June 21 (Bloomberg) -- Mathew L. Gladstein, a Wall Street executive who tapped the expertise of Robert Merton and Myron Scholes -- future Nobel Prize-winners -- in the 1970s to bring options trading to the masses, has died. He was 90.
He died in his sleep on June 18 at his home in Scarsdale, New York, his daughter, Gina Gladstein Mullen, said yesterday in an interview. Known as Mike, he had lived in Scarsdale since 1951.
Gladstein joined Donaldson Lufkin & Jenrette, the New York brokerage known for devising new ways of delivering financial services, in 1970 to pursue a budding interest in trading options -- contracts that give the buyer the right to buy a security or commodity at a later date for a specified price. The Chicago Board of Trade was then working on the first centralized marketplace for trading options; it would open in 1973 as the Chicago Board Options Exchange.
Hoping to set up an options desk at DLJ, Gladstein enlisted Merton and Scholes, economists at the Massachusetts Institute of Technology who were developing mathematical models to determine prices for options.
The trio established option pricing and hedging formulas that DLJ used in markets worldwide, including the CBOE. They also established Money Market/Option Investments Inc., the first public mutual fund with a strategy focused on options, according to Merton.
“Gladstein clearly played a meaningful role in the development of the option market and its transition from a fragmented, slow-paced, over-the-counter market to a public-traded market which, 40 years later, has grown enormously in both volume and breadth,” Merton said yesterday in an e-mail.
Scholes, in an e-mail, called Gladstein “a pioneer in the pre-CBOE era” who “was successful in combining models with intuition in trading options.”
On the first day of CBOE options trading in 1973, Gladstein monitored the prices of calls and panicked when he realized they were much higher than Scholes and Merton had predicted. As Gladstein later recounted to Donald A. MacKenzie for the 2007 book, “Do Economists Make Markets?” he called Scholes, who, after huddling with Merton, gave assurance that the prevailing prices would move toward what their model predicted.
Gladstein said he “ran down the hall” and demanded of his colleagues, “Give me more money, and we’re going to have a killing ground here,” according to the book.
Four years later, Gladstein teamed again with Merton and Scholes to popularize the use of options.
In a series of simulations, the three men found that options, when combined appropriately with other investments, enable investors “to create patterns of returns” not reproducible by trading in stocks and bonds alone, they wrote in a 1978 paper published in the Journal of Business.
“As we see it,” they wrote, “the principal function of options is to provide a significant expansion of the patterns of portfolio returns available to investors.
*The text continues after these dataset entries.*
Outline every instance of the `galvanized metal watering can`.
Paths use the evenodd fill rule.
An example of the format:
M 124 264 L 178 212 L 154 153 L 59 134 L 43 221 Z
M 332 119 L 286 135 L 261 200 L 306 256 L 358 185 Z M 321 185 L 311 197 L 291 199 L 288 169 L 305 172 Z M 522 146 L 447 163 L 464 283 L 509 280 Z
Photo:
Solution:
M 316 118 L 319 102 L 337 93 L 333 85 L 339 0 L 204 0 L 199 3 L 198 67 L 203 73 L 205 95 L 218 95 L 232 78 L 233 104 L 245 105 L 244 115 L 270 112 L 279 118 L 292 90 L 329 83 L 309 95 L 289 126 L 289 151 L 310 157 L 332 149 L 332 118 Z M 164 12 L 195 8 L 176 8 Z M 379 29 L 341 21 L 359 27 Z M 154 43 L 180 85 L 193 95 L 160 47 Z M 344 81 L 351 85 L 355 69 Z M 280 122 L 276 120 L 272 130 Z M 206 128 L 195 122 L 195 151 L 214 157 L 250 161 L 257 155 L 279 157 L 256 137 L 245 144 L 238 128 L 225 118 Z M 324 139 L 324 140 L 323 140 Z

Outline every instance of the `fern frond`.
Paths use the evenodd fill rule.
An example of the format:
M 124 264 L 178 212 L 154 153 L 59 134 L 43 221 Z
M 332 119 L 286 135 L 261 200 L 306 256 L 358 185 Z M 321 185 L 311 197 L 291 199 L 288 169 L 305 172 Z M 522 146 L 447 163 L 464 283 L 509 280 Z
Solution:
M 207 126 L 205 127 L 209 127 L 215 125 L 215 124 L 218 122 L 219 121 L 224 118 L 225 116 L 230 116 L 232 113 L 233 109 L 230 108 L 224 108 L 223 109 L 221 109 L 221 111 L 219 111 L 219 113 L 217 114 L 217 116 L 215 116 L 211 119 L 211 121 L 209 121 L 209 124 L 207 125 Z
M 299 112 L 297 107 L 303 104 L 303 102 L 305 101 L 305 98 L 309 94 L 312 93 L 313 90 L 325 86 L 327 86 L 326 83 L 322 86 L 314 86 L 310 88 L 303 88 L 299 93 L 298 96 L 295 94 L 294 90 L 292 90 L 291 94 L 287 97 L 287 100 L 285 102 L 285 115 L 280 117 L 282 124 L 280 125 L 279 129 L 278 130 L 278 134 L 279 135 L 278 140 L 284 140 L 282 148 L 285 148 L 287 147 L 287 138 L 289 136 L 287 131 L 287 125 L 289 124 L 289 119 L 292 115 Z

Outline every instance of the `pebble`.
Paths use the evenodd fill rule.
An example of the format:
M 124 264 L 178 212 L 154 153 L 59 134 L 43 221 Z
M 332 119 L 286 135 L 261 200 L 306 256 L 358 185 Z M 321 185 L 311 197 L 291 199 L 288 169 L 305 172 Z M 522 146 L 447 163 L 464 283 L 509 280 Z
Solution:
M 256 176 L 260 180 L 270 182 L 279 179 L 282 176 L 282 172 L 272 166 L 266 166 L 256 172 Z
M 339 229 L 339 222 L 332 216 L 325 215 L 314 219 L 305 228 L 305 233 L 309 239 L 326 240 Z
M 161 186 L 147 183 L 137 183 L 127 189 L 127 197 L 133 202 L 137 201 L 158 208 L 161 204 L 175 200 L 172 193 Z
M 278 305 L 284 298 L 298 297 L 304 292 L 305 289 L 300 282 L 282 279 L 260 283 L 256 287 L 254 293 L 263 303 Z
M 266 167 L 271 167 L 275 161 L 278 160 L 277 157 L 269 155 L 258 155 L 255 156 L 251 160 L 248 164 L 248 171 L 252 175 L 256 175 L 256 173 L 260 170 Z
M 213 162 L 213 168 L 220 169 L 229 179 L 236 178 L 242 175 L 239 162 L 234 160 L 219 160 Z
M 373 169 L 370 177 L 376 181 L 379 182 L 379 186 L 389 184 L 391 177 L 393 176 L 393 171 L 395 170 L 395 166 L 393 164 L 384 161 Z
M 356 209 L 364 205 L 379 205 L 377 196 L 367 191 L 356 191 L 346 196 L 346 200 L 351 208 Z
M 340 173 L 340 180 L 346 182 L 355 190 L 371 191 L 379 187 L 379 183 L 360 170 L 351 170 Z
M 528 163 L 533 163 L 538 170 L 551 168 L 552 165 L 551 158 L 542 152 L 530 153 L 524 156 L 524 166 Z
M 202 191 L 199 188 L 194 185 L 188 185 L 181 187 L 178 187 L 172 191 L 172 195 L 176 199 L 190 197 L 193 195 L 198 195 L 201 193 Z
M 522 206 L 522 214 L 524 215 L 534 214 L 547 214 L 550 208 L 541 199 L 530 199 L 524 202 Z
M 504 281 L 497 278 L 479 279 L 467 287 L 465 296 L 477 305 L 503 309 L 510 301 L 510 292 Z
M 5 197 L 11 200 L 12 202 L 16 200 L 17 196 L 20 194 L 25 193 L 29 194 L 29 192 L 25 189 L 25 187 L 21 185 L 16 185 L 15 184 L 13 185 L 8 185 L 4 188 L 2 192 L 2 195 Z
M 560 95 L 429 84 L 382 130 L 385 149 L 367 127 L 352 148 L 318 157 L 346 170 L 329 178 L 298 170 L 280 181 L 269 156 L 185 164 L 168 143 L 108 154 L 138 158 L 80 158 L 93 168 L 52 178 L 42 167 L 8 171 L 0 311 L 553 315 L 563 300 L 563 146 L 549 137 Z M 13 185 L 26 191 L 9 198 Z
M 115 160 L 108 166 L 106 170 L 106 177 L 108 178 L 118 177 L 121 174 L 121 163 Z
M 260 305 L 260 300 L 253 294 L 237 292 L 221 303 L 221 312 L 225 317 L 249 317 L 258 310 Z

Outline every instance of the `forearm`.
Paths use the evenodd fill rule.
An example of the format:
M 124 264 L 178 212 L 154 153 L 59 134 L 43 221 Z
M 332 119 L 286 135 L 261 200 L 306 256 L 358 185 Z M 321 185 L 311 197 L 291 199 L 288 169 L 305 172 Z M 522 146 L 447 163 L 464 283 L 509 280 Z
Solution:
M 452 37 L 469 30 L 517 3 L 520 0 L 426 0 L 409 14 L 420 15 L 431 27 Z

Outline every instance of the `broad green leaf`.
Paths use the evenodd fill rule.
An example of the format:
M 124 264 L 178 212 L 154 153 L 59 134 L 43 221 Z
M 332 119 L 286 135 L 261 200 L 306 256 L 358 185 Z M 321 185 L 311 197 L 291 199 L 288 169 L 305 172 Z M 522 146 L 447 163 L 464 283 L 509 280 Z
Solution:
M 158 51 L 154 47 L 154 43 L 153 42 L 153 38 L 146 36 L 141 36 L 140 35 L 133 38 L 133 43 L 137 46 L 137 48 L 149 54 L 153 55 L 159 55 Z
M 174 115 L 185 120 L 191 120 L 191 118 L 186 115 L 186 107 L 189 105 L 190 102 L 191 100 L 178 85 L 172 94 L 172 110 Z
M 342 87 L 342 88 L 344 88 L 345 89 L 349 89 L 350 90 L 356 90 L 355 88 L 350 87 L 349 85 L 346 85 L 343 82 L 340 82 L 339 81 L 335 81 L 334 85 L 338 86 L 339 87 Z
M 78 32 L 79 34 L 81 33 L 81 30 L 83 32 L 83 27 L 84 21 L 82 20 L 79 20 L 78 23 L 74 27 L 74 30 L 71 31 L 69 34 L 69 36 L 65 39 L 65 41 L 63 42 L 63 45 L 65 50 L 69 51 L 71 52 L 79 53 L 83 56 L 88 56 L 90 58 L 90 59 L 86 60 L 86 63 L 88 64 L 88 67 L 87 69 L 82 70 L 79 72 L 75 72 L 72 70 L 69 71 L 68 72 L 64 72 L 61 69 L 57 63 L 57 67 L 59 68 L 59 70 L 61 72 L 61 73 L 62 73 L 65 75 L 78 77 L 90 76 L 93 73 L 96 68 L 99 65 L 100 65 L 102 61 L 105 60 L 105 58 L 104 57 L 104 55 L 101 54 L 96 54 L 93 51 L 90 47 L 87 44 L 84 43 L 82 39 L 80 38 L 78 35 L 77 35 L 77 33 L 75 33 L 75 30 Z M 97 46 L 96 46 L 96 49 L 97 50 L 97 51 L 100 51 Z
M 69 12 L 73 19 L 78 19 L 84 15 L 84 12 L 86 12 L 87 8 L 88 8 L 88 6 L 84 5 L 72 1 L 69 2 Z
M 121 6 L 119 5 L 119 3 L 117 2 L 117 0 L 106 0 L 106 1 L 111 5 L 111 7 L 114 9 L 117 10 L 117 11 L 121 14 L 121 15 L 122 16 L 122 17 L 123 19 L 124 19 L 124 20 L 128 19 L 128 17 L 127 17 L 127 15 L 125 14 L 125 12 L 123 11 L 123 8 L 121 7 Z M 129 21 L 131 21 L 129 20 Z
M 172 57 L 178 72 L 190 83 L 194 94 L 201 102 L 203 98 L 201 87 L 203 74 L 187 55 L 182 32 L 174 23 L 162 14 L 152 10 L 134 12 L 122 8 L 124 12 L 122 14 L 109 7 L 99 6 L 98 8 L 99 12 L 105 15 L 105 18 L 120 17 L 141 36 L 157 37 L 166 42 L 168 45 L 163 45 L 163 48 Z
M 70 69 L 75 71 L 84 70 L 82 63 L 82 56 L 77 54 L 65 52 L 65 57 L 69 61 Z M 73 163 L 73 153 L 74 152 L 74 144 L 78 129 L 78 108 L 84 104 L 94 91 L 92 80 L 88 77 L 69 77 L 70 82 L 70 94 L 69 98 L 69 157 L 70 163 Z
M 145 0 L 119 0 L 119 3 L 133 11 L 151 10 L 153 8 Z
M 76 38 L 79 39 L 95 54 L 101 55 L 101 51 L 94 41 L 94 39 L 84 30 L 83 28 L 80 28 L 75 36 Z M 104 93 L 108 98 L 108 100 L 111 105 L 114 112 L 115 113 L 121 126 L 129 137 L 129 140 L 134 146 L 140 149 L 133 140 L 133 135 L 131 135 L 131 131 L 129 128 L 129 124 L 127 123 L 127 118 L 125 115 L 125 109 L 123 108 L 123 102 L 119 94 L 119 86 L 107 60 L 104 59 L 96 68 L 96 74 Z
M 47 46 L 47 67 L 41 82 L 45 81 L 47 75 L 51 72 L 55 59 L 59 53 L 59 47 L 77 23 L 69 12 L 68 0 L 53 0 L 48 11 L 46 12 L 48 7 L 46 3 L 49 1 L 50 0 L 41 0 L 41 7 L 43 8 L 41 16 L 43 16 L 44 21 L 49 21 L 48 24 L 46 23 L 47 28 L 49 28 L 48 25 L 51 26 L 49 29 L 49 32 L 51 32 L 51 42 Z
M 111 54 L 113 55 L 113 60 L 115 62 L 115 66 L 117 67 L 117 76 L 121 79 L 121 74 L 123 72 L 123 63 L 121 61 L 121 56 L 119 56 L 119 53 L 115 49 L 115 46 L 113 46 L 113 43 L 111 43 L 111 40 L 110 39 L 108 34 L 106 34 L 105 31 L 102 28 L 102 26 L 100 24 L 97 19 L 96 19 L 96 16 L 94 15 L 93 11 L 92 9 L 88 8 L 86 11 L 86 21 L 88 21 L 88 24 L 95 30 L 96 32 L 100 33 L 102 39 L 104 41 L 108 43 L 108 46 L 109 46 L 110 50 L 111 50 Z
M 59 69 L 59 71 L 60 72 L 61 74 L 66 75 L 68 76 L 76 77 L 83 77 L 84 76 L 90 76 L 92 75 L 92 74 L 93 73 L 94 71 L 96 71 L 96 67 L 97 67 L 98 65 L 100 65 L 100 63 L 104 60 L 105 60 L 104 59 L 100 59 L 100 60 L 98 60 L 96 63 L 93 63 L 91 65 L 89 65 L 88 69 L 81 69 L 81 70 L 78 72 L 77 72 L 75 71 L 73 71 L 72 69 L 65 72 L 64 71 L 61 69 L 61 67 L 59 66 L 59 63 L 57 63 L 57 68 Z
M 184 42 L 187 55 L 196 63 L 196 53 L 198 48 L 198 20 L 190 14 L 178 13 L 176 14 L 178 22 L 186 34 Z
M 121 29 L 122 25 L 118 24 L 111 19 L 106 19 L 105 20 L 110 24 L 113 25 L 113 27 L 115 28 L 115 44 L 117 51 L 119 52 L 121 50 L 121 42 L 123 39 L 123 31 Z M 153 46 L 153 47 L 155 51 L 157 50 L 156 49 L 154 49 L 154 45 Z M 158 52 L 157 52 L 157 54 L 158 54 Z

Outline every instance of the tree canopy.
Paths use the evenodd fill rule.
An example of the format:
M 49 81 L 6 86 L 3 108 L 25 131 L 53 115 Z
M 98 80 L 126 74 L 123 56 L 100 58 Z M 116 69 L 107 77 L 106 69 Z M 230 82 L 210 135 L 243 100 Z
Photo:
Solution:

Such expansions make investors better off and add to the liquidity and efficiency of the capital markets.”
That same year, Gladstein was elected president of the New York Institutional Option Society, a trade group newly established to promote the use and understanding of puts, calls and other security options.
Merton’s research expanded on the Black-Scholes method -- a term he coined -- for pricing options. For this pioneering work, he and Scholes shared the 1997 Nobel Prize in economics; Fischer Black, Scholes’s research partner, had died in 1995 and was cited by the Nobel committee as a contributor.
The Black-Scholes model “worked so well that Gladstein and his pals made tons of money using it,” Ajit Balakrishnan wrote in his 2012 book, “The Wave Rider: A Chronicle of the Information Age,” and it “started the rush of mathematicians to the stock market.”
Mathew Louis Gladstein was born on March 24, 1923, in New York City, the first of two sons of Samuel and Jeanette Gladstein. After graduating at 16 from Townsend Harris High School, he attended City College of New York for two years before enlisting in the U.S. Army Air Corps, forerunner of today’s Air Force.
During World War II, he served as a bombardier-navigator with the 15th Air Force in Italy, rising to first lieutenant.
He resumed his studies after the war at Columbia University in New York City. Following a stint as an insurance broker, he became president of Glenhaven Ltd., a women’s clothing manufacturer that had been started by his father-in-law.
At DLJ, he reported to Leo Pomerance, who would go on to become the first chairman of the CBOE.
Following his retirement, Gladstein remained interested in the markets and traded for his own account until his death, his daughter said.
Survivors include his wife of 63 years, the former Edythe Rosenthal; three children, Gina Gladstein Mullen, John Gladstein, and Joshua Gladstein; and two granddaughters, Anna Mullen and Nina Mullen.